Corria agora o mês de Junho. O macho ainda jovem dera início ao canto nupcial no fim de Janeiro, pois o tempo corria de feição,nem muito frio nem muito ventoso. Esse canto anunciava aos quatro ventos que aquela zona lhe pertencia, a ele e à cara metade. Até os machos adultos o seguiram na escolha deste pedaço de terreno densamente arborizado um ou dois meses mais tarde. O gorjeio alegre e aflautado fazia as delícias da Dona Laura, a única vizinha da decadente casa apalaçada. Esta senhora era testemunha da progressiva ruína a que a casa ainda aparentemente intacta estava votada. Algumas telhas vidradas, partidas, deixavam já infiltrar águas de chuva, madeiras dos tetos apodrecidas pendiam tristes e quebradas fazendo correr o risco de ruírem paredes até agora sustentadas pelas grandes trepadeiras que invadiam portas e janelas despedaçadas.

Ilustração: Os melros, de Beatriz Lamas Oliveira

A melra muito noiva e enamorada já começara a procurar galhos, folhas e ervas para construir o ninho onde haveria de colocar os ovos depois de o ter bem calafetado com lama trazida no bico quando não nas patas. O macho não ajudava muito na construção da futura morada, nem ela queria, muito coisa do seu jeito e gosto para escolher formas e materiais onde haveria de chocar os belos ovinhos que o instinto maternal lhe dizia estarem a chegar.

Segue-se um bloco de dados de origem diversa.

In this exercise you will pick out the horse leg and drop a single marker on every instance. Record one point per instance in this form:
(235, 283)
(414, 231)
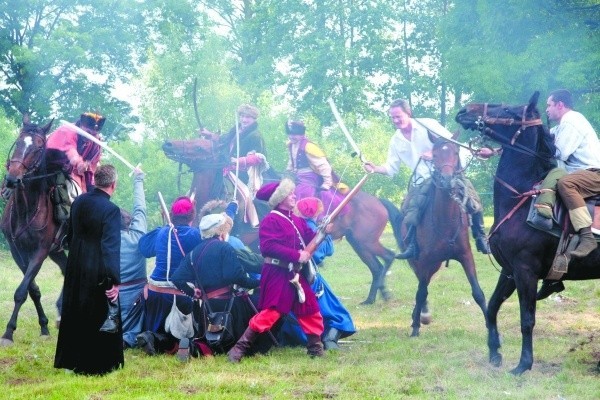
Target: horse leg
(61, 260)
(526, 283)
(420, 305)
(377, 269)
(468, 265)
(30, 271)
(504, 288)
(36, 297)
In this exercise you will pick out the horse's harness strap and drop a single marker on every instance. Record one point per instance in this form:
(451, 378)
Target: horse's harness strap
(524, 197)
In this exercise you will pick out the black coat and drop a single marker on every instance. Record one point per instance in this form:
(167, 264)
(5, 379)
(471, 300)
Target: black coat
(92, 267)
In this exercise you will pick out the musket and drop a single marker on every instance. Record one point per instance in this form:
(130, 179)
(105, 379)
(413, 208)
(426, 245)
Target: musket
(340, 122)
(100, 143)
(320, 236)
(195, 97)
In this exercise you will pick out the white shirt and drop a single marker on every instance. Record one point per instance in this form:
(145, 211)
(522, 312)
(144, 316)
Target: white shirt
(577, 145)
(408, 152)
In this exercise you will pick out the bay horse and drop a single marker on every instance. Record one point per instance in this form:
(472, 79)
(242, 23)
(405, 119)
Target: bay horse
(362, 225)
(442, 233)
(524, 253)
(27, 222)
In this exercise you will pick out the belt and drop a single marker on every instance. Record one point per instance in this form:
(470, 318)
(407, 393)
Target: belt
(274, 261)
(134, 282)
(282, 264)
(161, 289)
(220, 293)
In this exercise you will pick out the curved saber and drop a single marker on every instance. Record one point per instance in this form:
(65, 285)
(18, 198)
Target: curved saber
(100, 143)
(340, 122)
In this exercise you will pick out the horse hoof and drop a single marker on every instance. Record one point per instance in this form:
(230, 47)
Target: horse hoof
(496, 360)
(518, 371)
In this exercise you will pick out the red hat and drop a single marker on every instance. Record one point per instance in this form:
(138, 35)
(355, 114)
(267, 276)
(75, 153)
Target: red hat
(309, 207)
(295, 128)
(182, 205)
(91, 120)
(275, 192)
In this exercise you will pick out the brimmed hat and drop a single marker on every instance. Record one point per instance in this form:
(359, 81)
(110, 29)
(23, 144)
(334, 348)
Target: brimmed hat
(249, 110)
(275, 192)
(309, 207)
(295, 128)
(182, 206)
(92, 120)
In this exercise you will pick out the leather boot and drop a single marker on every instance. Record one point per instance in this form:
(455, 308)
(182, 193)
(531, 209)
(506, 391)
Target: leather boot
(314, 346)
(145, 341)
(242, 346)
(478, 231)
(411, 247)
(548, 287)
(587, 243)
(330, 339)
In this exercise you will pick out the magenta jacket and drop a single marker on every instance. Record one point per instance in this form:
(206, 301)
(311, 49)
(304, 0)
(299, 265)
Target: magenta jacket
(279, 240)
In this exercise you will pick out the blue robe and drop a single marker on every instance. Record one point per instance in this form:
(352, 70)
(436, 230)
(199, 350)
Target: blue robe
(335, 315)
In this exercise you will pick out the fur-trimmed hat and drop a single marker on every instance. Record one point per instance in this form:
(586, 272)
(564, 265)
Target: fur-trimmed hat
(247, 109)
(295, 128)
(275, 192)
(91, 120)
(309, 207)
(182, 206)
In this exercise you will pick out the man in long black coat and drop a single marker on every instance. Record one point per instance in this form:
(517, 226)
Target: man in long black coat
(92, 277)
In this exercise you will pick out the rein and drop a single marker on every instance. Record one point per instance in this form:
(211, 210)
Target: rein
(484, 122)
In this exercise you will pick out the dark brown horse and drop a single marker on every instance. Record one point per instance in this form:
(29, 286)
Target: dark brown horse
(28, 222)
(442, 233)
(362, 224)
(525, 253)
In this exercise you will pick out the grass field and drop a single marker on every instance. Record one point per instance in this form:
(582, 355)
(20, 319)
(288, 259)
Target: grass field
(381, 361)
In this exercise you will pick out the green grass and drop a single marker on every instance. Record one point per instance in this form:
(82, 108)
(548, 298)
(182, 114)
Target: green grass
(381, 361)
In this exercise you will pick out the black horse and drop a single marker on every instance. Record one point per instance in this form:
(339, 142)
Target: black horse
(525, 253)
(28, 222)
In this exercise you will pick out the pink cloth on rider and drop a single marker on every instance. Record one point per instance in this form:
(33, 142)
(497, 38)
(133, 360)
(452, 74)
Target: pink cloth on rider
(65, 139)
(306, 186)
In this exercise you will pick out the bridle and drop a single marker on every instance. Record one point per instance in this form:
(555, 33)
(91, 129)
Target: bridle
(485, 122)
(37, 161)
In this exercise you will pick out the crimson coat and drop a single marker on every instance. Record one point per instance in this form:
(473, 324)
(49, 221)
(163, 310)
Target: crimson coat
(279, 239)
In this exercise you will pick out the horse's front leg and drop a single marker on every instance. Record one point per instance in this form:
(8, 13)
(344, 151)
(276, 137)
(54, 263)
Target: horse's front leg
(504, 288)
(526, 289)
(420, 305)
(468, 265)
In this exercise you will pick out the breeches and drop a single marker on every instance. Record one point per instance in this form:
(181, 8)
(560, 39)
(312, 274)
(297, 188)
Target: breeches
(576, 186)
(265, 319)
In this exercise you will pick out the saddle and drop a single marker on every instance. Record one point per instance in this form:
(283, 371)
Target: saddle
(562, 228)
(561, 221)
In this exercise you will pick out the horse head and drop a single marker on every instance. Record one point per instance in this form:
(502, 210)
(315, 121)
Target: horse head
(518, 128)
(28, 152)
(191, 152)
(446, 162)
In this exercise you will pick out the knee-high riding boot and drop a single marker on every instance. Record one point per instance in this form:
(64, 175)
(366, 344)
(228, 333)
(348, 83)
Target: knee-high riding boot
(242, 346)
(314, 346)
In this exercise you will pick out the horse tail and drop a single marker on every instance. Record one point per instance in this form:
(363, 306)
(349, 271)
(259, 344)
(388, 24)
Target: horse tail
(395, 217)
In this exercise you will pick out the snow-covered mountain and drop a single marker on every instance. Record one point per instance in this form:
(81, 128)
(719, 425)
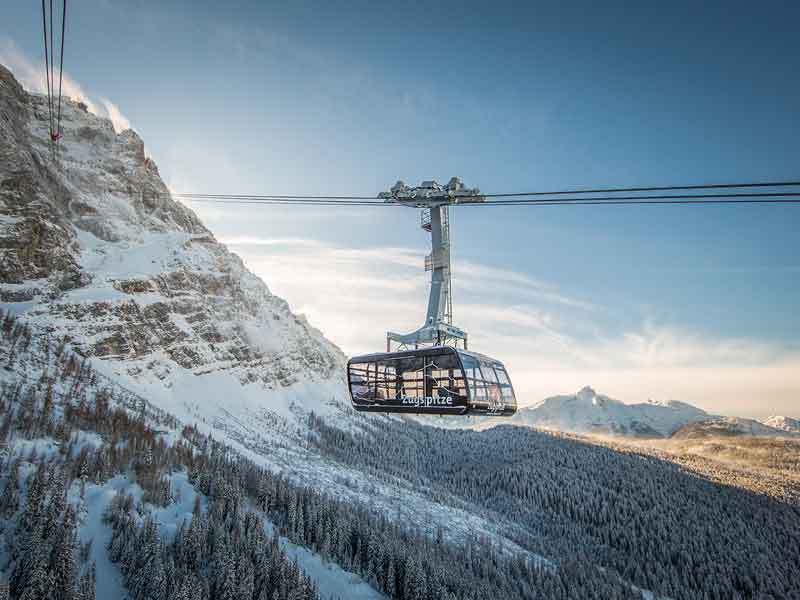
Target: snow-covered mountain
(94, 249)
(590, 412)
(729, 427)
(783, 423)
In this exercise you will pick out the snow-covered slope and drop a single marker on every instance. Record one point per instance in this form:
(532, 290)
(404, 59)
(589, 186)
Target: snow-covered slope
(783, 423)
(728, 427)
(589, 412)
(93, 247)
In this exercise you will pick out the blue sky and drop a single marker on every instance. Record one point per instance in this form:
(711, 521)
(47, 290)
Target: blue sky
(698, 304)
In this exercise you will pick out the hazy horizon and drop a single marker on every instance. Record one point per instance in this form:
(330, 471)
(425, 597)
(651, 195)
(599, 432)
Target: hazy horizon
(665, 303)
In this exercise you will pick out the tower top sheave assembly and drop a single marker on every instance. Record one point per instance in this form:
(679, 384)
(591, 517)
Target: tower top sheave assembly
(430, 194)
(434, 199)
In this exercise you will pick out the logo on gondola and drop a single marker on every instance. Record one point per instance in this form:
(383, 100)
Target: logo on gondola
(427, 401)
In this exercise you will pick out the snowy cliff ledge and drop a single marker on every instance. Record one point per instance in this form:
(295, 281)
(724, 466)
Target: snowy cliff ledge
(92, 247)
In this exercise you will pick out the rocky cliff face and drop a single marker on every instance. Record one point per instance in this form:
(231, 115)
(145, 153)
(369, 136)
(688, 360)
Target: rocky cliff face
(94, 249)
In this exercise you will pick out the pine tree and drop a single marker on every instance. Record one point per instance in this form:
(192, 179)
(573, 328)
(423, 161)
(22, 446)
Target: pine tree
(64, 565)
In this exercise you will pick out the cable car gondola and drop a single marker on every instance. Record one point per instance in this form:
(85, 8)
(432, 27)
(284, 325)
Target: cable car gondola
(440, 380)
(428, 373)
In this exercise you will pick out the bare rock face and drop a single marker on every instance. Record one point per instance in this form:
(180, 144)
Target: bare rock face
(93, 247)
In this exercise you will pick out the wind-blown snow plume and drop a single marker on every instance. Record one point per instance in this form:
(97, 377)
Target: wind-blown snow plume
(31, 75)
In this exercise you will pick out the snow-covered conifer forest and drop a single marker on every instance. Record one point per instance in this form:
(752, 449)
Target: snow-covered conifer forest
(169, 428)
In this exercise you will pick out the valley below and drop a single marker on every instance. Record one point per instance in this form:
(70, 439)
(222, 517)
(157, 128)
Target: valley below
(171, 429)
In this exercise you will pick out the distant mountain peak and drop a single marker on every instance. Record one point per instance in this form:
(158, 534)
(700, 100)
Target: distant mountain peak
(783, 423)
(590, 412)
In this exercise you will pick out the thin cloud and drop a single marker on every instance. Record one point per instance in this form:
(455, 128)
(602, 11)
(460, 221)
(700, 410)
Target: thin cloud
(355, 295)
(31, 75)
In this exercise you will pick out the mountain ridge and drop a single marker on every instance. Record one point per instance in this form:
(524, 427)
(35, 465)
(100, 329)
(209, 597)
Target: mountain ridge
(94, 248)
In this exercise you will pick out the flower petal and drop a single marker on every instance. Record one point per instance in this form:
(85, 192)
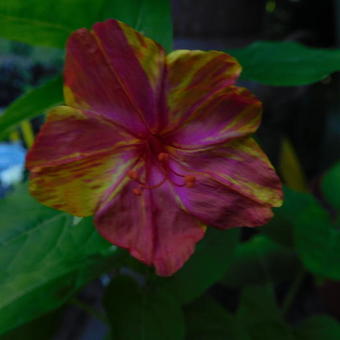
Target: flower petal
(152, 226)
(231, 113)
(195, 76)
(69, 135)
(116, 72)
(71, 167)
(235, 185)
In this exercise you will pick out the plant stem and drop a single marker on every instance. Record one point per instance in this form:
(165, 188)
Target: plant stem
(287, 303)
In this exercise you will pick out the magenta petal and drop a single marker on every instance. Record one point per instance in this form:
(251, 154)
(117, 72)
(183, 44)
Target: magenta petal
(235, 185)
(228, 114)
(105, 72)
(152, 226)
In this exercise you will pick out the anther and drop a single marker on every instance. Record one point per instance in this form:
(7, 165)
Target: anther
(190, 181)
(163, 156)
(132, 174)
(137, 191)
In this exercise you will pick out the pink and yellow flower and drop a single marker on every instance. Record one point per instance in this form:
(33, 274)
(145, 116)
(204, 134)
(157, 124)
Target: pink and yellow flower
(155, 146)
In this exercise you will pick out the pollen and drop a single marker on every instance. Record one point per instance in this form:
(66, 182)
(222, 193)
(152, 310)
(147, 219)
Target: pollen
(190, 181)
(163, 156)
(137, 191)
(132, 174)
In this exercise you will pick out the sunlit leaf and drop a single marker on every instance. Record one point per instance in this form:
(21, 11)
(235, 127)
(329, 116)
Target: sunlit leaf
(49, 23)
(31, 104)
(44, 258)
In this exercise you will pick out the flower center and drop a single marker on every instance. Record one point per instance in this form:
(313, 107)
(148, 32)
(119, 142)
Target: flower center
(155, 155)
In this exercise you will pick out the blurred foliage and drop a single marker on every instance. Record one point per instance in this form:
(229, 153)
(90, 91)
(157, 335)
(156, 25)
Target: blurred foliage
(47, 256)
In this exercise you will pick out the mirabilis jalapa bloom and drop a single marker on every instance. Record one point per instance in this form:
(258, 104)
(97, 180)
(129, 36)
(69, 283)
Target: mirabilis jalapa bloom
(156, 147)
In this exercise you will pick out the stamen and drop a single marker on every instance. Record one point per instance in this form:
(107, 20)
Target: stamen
(137, 191)
(190, 181)
(132, 174)
(163, 156)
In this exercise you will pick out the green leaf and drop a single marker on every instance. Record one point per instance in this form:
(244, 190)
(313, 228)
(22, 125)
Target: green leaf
(286, 63)
(208, 265)
(331, 186)
(280, 228)
(31, 104)
(206, 319)
(44, 258)
(261, 260)
(40, 329)
(259, 315)
(136, 312)
(318, 242)
(49, 22)
(318, 327)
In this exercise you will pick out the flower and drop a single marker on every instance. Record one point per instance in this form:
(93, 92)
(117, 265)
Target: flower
(155, 146)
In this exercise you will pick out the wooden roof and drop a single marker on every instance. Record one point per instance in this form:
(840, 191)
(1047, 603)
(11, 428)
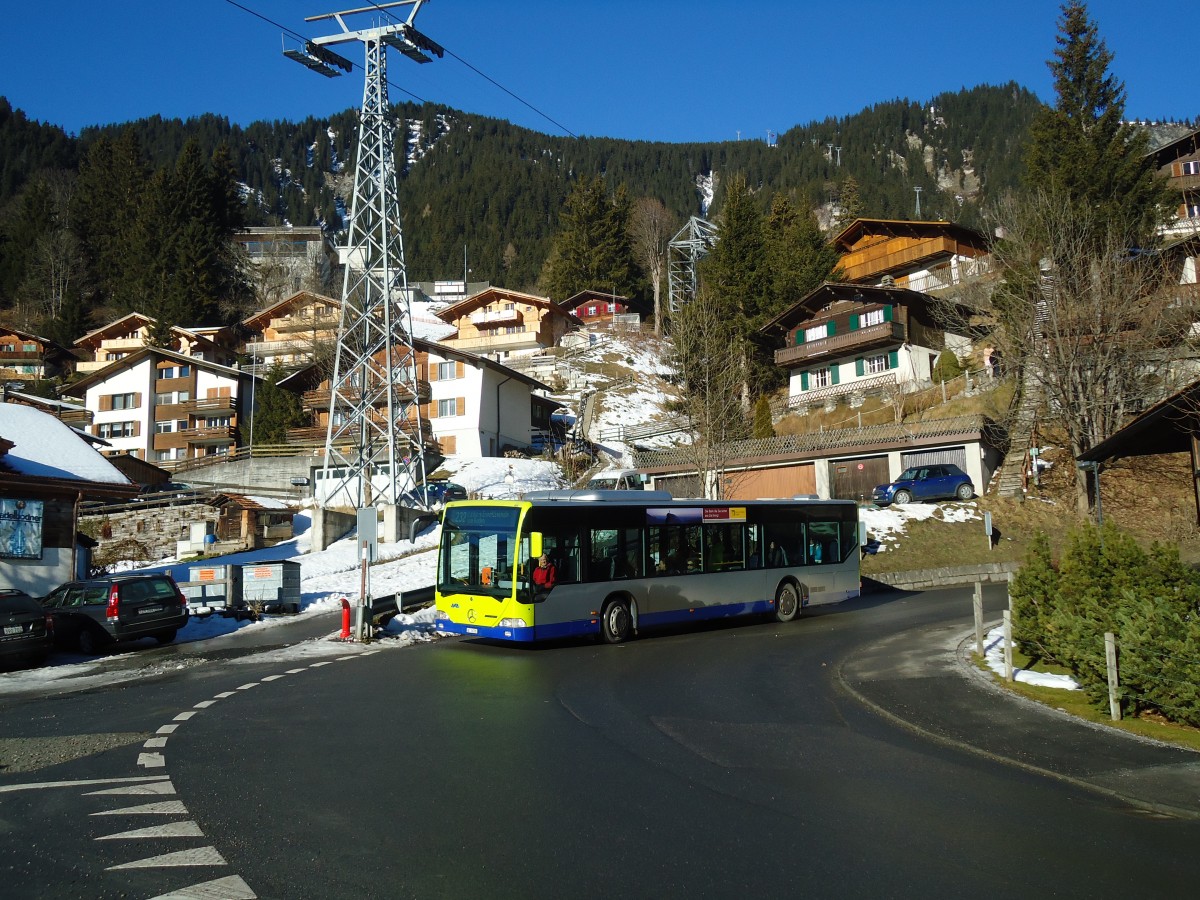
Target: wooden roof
(856, 231)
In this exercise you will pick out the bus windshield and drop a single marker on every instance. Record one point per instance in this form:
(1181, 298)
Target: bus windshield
(478, 546)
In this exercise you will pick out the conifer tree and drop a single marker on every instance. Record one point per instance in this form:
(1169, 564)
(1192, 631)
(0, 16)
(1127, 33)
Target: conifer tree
(276, 409)
(592, 249)
(1079, 149)
(735, 276)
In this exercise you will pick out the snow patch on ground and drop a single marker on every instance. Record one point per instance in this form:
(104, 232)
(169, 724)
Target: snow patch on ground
(994, 655)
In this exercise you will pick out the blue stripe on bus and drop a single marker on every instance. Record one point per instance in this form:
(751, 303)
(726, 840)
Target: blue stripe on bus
(540, 633)
(705, 612)
(591, 627)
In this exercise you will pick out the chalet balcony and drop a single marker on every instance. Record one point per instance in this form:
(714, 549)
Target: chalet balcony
(496, 318)
(210, 405)
(875, 259)
(493, 342)
(208, 435)
(1185, 183)
(864, 339)
(325, 325)
(318, 399)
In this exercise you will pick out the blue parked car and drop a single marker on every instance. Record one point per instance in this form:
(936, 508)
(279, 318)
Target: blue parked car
(939, 481)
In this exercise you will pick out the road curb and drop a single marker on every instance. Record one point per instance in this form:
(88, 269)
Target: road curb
(970, 672)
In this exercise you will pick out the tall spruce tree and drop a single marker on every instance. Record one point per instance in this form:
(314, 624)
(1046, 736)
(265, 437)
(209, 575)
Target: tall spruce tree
(593, 249)
(1079, 149)
(735, 275)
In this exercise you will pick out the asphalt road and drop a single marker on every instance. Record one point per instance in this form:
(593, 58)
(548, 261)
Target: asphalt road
(724, 761)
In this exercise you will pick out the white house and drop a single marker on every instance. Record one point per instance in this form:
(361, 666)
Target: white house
(163, 406)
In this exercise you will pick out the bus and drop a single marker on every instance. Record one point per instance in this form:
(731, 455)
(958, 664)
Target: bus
(627, 561)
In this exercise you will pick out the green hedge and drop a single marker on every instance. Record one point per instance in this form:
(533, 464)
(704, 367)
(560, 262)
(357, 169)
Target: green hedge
(1105, 582)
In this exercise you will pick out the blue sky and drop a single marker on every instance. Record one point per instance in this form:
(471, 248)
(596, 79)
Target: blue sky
(653, 70)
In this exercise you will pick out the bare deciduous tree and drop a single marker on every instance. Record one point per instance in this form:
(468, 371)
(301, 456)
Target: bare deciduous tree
(651, 227)
(1090, 318)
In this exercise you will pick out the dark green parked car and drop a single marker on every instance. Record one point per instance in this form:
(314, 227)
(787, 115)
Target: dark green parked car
(90, 615)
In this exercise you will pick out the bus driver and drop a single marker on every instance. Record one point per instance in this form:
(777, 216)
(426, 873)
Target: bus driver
(545, 576)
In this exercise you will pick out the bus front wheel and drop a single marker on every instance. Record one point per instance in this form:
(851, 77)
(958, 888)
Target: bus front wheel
(616, 623)
(787, 603)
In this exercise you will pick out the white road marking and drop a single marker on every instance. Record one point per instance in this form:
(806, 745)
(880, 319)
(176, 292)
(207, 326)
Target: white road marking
(232, 888)
(85, 783)
(172, 829)
(166, 808)
(197, 856)
(157, 787)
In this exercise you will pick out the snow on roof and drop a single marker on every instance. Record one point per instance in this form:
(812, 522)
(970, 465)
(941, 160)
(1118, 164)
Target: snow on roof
(46, 448)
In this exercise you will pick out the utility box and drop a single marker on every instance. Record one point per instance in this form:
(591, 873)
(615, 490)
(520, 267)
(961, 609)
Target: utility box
(213, 588)
(275, 587)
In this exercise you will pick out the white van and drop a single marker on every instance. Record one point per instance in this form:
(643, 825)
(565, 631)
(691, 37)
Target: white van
(617, 480)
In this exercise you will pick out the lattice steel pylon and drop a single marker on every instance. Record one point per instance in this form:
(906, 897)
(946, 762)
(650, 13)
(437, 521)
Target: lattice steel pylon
(375, 441)
(691, 244)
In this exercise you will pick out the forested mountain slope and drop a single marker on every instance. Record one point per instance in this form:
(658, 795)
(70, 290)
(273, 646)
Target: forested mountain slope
(496, 189)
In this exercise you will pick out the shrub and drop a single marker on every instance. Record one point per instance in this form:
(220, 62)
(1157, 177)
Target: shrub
(1105, 582)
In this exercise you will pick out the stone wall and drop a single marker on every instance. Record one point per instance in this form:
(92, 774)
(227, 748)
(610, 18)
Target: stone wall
(157, 527)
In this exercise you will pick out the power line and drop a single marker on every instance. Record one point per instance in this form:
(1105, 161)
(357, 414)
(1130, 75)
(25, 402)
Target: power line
(484, 75)
(298, 36)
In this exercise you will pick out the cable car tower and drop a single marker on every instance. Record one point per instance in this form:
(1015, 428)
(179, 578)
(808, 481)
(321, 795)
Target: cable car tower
(691, 244)
(375, 423)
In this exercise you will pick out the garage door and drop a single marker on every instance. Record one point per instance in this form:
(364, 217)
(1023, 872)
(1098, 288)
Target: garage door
(957, 455)
(780, 481)
(853, 479)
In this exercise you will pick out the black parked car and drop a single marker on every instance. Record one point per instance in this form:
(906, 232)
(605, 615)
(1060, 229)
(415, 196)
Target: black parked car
(435, 493)
(91, 615)
(25, 629)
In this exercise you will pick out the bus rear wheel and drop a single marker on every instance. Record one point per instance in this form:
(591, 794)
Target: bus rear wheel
(787, 603)
(616, 622)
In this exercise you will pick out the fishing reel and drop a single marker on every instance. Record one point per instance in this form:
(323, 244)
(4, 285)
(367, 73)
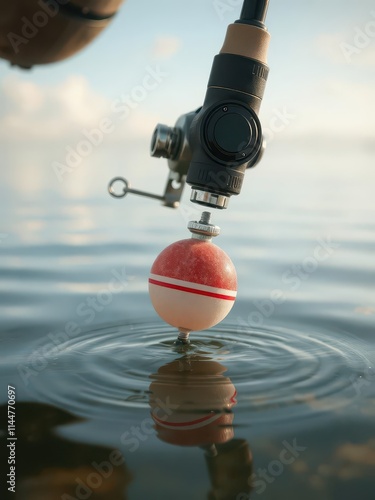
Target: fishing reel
(211, 148)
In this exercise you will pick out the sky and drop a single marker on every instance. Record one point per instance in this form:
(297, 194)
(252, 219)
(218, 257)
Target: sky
(320, 91)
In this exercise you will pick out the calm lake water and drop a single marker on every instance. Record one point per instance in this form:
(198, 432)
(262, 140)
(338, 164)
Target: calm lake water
(275, 402)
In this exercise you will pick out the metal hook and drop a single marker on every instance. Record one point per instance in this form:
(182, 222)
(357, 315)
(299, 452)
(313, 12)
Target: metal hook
(171, 196)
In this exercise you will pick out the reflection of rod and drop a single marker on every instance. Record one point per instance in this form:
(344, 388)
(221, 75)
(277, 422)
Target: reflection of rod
(254, 11)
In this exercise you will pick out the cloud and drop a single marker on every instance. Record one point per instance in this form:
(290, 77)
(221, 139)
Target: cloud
(346, 50)
(30, 111)
(330, 108)
(166, 47)
(60, 113)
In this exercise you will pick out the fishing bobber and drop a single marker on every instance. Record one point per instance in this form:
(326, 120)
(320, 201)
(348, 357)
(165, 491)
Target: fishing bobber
(193, 283)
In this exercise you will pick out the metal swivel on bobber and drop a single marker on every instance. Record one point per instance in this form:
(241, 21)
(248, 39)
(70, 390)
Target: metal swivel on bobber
(193, 283)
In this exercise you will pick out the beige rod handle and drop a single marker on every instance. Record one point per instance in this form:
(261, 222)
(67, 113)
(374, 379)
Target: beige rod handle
(248, 41)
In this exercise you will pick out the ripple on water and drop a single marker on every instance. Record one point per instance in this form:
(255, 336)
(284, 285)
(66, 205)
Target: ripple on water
(279, 373)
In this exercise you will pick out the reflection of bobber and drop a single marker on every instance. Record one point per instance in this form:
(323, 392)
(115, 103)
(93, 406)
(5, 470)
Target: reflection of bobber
(191, 402)
(193, 283)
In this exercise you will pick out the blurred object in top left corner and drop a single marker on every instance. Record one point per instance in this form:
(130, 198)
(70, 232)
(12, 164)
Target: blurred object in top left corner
(46, 31)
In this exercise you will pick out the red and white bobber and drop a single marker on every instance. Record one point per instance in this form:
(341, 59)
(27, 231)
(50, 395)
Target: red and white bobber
(193, 283)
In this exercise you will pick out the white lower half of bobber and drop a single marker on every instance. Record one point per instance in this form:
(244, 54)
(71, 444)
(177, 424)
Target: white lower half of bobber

Tinham comida variada ali em volta durante todo o ano. Não precisavam de procurar novas paisagens por falta de alimento. Bagas coloridas de alguns arbustos, insetos catrafilados com arte,até mesmo algumas lagartixas descuidadas que brincam ao esconde esconde sem desconfiar da cilada.

A vida corria-lhes de feição e nada os fazia esperar qualquer desgraça.

A vizinha dona Laura subia ao terraço da sua casa e com uns binóculos que lhe deixara o marido e observava a vida animal selvagem, tão animada, do jardim do antigo palacete dos Górgias.

Sabedora do gosto que os animais têm pela sua privacidade a viúva Laura Amorim não se deixava observar, usando os binóculos herdados, com precaução e no silêncio que habitava a sua própria casa.

O casal de melros merecia toda a sua devoção e cuidados. O macho de cor negra azulada, com os olhos acutilantes orlados de um anel amarelo igual à cor do bico afiado era fácil de distinguir da fêmea alegre e atarefada, pois o bico desta era muito mais escuro, enquanto no peito a plumagem mostrava um pontilhado branco acastanhado.

A viúva Amorim era uma apreciadora emérita do canto do melro vizinho. Conhecia-lhe tonalidades e variações e sabia reconhecer o canto de aviso de perigo nas redondezas, do canto de chamada da fêmea escolhida para a vida.

Um muro alto separava o seu do jardim do palacete abandonado. Por isso subia ao terraço para observar a vida dos animais, o que a interessava sobremaneira e lhe dava maiores alegrias do que as conversas com os outros habitantes da aldeia que não lhe acompanhavam os gostos pela bicharada fervilhante do parque do lado. Na verdade, na aldeia de A-dos-Padrinhos, o interesse maior era a vida alheia e disso estava a Dona Laura completamente alheada.

Já no tempo do falecido marido, o Coronel Amorim, de que ficara com os binóculos militares, ambos pouco se interessavam pelas vidas da Dos-Padrinhos e o Coronel era conhecido pela alcunha de Óculo Emplumado, quer por causa da viseira de couro que usava no olho direito ferido numas manobras militares, quer pelos modos bruscos e emproados com que escondia um coração terno que rodeava a esposa de atenções veladas.

O gato da Viúva Amorim, o Bigodes, era o único ciumento da casa. A ele não permitia a dona que subisse ao terraço, pois daí podia saltar para o muro, e deste para algum braço do pinheiro manso que se estendia cada vez mais em direção ao castanheiro amado, e sem cerimónias nem afetos descabidos aproveitar-se da distração dos melros que de manhã saltitavam nas clareiras ainda relvadas do jardim do lado, transformando-os em presa abocanhada. Embora os melros no seu gorjear sejam capazes de imitar o miar dos bichanos, a Dona Laura pensava ser mais precavido não os deixar entrar em contacto. Aulas de música, não ia a viúva deixar o Bigodes dar aos melros pela calada.